I recently read an article that deals openly with suicidal ideation, which was ostensibly also a strong auto-biographical account. The SCP Wiki can be a highly competitive place to write and a harder place to thrive. This is not a bad thing, but it is a thing. The Wiki has a long and unhealthy history of group-attributing unfavorable mental reactions to the culture as a “you” problem.
I don’t need to list examples of individuals who struggle with their mental health in relation to this site. It is disproportionate. This is not unique to unknown or “unsuccessful” authors either.
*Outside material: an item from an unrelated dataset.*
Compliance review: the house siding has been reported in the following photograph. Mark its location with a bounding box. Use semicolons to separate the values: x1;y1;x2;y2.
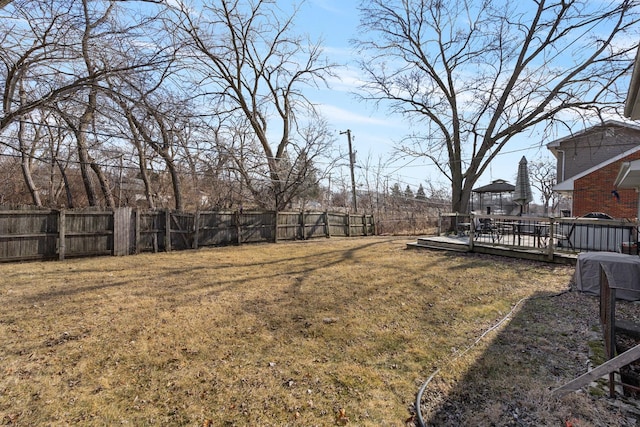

Entire threads have been dedicated to this issue in the past, and more than once. The Wiki has been fortunate I think to not have a case of survivor guilt at this point. I also don’t need to factor in the added tumultuousness of adjacent social media drama to make my point.
The staff and community should recognize in an official capacity that this is a place that attracts dynamic, developing, complex, sensitive individuals who can broadcast the desire for more robust social support in coded ways. The medium is often a refuge for the marginal, disaffected person, and sometimes is utilized to be a sympathy selfie or a barely-disguised cry for help.
Given the mass of staff and sympathetic community members I know are here, I can’t believe a simple emotional response team hasn’t been organized. If I see a red flag, I have no clue who to turn to. This can’t be very ambitious, but should in part be made up of volunteers who are willing to reach out to site members who verbalize things like suicidal ideation, and who hit a consensus, arbitrary, but concerning-enough threshold to warrant the simplest of “Hey I saw this, I might be wrong, but I’m concerned, are you ok?” High-repute authors who are willing to decry the more mentally embattling qualities of the site should offer their influence and clout. It is nice for just any someone to say something like “upvotes shouldn’t be that important”, it’s a whole other thing coming from someone who has a lot of them.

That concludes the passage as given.